Developing countries do not have the economic capacity to adapt like wealthier developed nations. Additionally, global warming is a problem that affects the whole planet, and a piecemeal regional solution cannot solve it. 

“It is critical that we understand that we as developed nations have sown the seeds for discontent by creating a problem. It is important to cover it, so people understand the global impact,” Andrew Weaver, Professor of climate change policy in the School of Earth and Ocean Sciences at the University of Victoria, Canada, told The Click. 

For example, the Pacific Small Island Developing States are at most risk of being adversely affected by global warming though they are negligible contributors to greenhouse gases emission.

 “The historical polluters must be reminded of the plight and the survival of these island nations in the face of a changing climate. Western media can be a significant influencer,” Nilesh Prakash, former Head of Climate Change and International Cooperation for Fiji Government, told The Click.  

 Western media can also act as a guiding light for developing countries where possible. Rodel Lasco, executive director of the Oscar Lopez Centre for Climate Change in the Philippines, told The Click that “Western media can highlight ways developed nations can assist developing countries in enhancing their climate resilience.”

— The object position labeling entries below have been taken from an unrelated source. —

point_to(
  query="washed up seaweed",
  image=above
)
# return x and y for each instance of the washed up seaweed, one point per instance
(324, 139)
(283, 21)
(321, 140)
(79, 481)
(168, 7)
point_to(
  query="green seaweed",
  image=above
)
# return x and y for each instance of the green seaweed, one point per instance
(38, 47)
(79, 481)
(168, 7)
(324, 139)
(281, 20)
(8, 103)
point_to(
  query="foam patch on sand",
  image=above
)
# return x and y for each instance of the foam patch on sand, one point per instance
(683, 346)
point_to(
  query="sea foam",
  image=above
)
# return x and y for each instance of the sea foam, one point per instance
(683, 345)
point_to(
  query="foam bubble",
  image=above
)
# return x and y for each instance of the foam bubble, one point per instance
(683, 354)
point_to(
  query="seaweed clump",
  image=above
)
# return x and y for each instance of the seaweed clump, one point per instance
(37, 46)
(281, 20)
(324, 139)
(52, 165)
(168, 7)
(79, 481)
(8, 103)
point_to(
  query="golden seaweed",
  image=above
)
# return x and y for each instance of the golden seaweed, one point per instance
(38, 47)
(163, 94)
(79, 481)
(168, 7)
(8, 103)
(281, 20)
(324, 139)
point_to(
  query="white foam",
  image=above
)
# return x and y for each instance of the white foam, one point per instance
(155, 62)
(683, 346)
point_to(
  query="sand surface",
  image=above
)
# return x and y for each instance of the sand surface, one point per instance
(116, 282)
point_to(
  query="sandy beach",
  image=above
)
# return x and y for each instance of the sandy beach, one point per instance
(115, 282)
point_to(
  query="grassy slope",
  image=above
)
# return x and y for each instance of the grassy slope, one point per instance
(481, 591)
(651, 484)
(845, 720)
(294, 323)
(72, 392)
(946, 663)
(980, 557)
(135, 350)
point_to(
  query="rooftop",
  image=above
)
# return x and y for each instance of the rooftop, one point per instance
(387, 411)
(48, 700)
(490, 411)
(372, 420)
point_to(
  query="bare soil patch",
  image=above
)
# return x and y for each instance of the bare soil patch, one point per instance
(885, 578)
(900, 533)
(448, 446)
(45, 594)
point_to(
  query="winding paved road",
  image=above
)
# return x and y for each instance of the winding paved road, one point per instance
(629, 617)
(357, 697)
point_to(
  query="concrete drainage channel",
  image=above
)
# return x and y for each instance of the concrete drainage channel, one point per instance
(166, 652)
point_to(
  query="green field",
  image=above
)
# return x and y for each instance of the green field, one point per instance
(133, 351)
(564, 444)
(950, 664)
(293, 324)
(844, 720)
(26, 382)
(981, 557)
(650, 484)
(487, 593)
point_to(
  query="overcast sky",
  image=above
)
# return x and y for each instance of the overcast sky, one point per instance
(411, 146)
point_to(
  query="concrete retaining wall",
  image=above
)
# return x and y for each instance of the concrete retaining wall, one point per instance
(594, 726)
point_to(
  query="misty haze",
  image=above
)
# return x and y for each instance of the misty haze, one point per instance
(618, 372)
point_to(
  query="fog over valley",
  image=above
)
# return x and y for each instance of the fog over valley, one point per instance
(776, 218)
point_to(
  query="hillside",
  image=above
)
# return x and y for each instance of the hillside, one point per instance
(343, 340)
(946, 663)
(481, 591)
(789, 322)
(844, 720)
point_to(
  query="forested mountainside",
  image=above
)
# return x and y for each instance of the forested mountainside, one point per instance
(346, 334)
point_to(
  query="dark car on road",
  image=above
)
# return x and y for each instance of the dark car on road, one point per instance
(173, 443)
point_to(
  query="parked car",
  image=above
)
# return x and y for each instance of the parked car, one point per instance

 At the same time, developing nations’ stories can help educate western readers. For example, Bangladesh was among the first countries to ban the use of plastic and polythene bags. 

 “We can only solve this problem by recognizing that we are all in it together and learning from each other. And the only way to do it is by knowing what others are doing,” said the University of Canada’s Weaver.


Establishing ethical approaches for western media’s coverage of climate change in underserved populations

 Western media must cover climate change in developing countries, and their coverage should balance the impacts with stories of innovation and adaptation. 

Western journalists should also link climate change and migration more effectively to help audiences understand that the climate crisis is creating a generation of climate refugees. For example, many climate refugees from Micronesia have moved to Portland, Oregon. Similarly, many Guatemalans trying to enter the US or Nigerians trying to enter Europe are escaping famine and drought caused by global warming. 

 “Western journalists must say that these people are not leaving because they want to be European or Americans. They are leaving because they are starving because climate change has destroyed their traditional ways of living,” Brian Murnane, group business development manager at CarbonAction, a carbon consultancy service based in the UK, told The Click. 

 Western media also needs to make its coverage of the climate crisis more diverse to make it more equitable and inclusive. The western media needs to give a platform to a more diverse array of experts, universities, and think tanks specializing in climate change. In March, a study by MediaMatters found that most guests featured in significant TV broadcast climate segments in the US in 2020 were predominantly white men. This problem also extends to academic articles on climate change, where studies by western scientists form the crux of the published literature. 

 “We have got to hear from developing world scientists,” Leo Hickman, Editor of CarbonBrief, a UK-based news website specializing in climate change stories, told The Click. Hickman also thinks that western journalists can get more diverse voices in the climate change discourse by building partnerships with journalists on the ground in developing countries. 

The western media should also communicate that one solution to the climate crisis would not always fit all countries. Coverage should reflect the nuances, circumstances, and policy landscapes of different countries. 

 “We all need to make sure that stories of how climate change is impacting the people living in most remote corners of our planet are told,” said Thompson. It’s imperative that these indigenous people who don’t have voices have someone who speaks for them.”